The builder pattern is so popular for producing images that Docker has codified it as of Docker 17.06. With this feature, we can use a single Dockerfile with multiple FROM statements, copying artifacts from prior images into subsequent images. By using the COPY directive with the --from flag, we can move files from one image to the other. Using this, our prior build and run Dockerfiles now becomes:
FROM golang:1.8-alpine RUN go get github.com/kardianos/govendor RUN go get github.com/nicksnyder/go-i18n/goi18n RUN go get github.com/jteeuwen/go-bindata/go-bindata RUN make build # Exports binaries to to ./bin/$BINARY FROM alpine COPY --from=0 ./bin/replicated /bin/replicated ENTRYPOINT ["/bin/replicated"]
As before, we build with docker build as usual, but this time we don’t necessarily need to mount our bin volume!
docker build -t myapp .
This command will run both stages, outputting one image based on our second stage, containing only the base Alpine components and our replicated binary. No source, and no build-time binaries like govendor, goi18n, and go-bindata.
The only disadvantage here is the position of our Dockerfiles now matter. We can go a little further by naming our stages instead of using an index:
FROM golang:1.8-alpine as builder RUN go get github.com/kardianos/govendor RUN go get github.com/nicksnyder/go-i18n/goi18n RUN go get github.com/jteeuwen/go-bindata/go-bindata RUN make build # Exports binaries to to ./bin/$BINARY FROM alpine as runner COPY --from=builder ./bin/replicated /bin/replicated ENTRYPOINT ["/bin/replicated"]
Now our Dockerfiles are smaller and more readable than ever!
Building the above Dockerfile using the command docker build -t myapp . will result in in a single image named myapp, and it does not contain the Go build environment. We discarded that when we started a new FROM statement on line 8. Unlike Dockerfiles without multiple FROM commands, the resulting image doesn’t need to be squashed, and in fact, wouldn’t benefit from squashing.

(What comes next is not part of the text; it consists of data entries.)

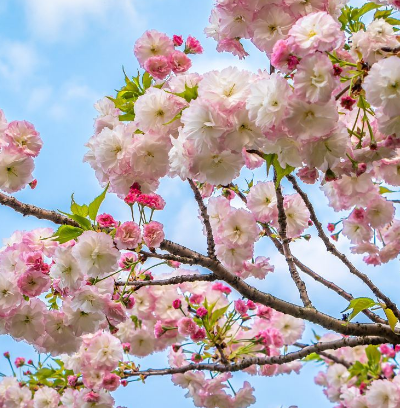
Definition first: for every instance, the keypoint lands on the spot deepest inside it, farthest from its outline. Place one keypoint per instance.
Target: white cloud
(203, 63)
(18, 62)
(54, 20)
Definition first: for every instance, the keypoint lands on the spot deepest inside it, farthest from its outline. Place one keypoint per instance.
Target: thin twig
(301, 286)
(266, 299)
(342, 92)
(175, 280)
(330, 285)
(247, 362)
(206, 219)
(28, 209)
(334, 251)
(331, 357)
(250, 292)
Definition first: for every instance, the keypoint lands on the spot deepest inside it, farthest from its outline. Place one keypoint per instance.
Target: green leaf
(269, 158)
(392, 21)
(96, 203)
(146, 80)
(384, 190)
(66, 233)
(189, 93)
(392, 319)
(82, 221)
(217, 314)
(280, 172)
(44, 373)
(357, 13)
(127, 117)
(312, 357)
(382, 14)
(373, 354)
(358, 305)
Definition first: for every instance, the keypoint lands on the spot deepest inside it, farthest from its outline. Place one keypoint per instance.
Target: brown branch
(206, 219)
(334, 251)
(28, 209)
(257, 296)
(169, 257)
(342, 92)
(388, 49)
(301, 286)
(327, 355)
(175, 280)
(247, 362)
(330, 285)
(242, 287)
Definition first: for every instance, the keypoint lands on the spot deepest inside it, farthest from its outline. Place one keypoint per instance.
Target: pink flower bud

This provides us with concise, readable Dockerfiles that take advantage of Docker’s built-in tooling. We no longer have to worry about juggling and chaining together multiple Dockerfiles, nor do we have to remember to add, remove, or keep the right dependencies for our applications.
By exporting the exact things we need for runtime, we are shipping images that are smaller, faster to pull (and run!), and have a smaller surface area for attacks.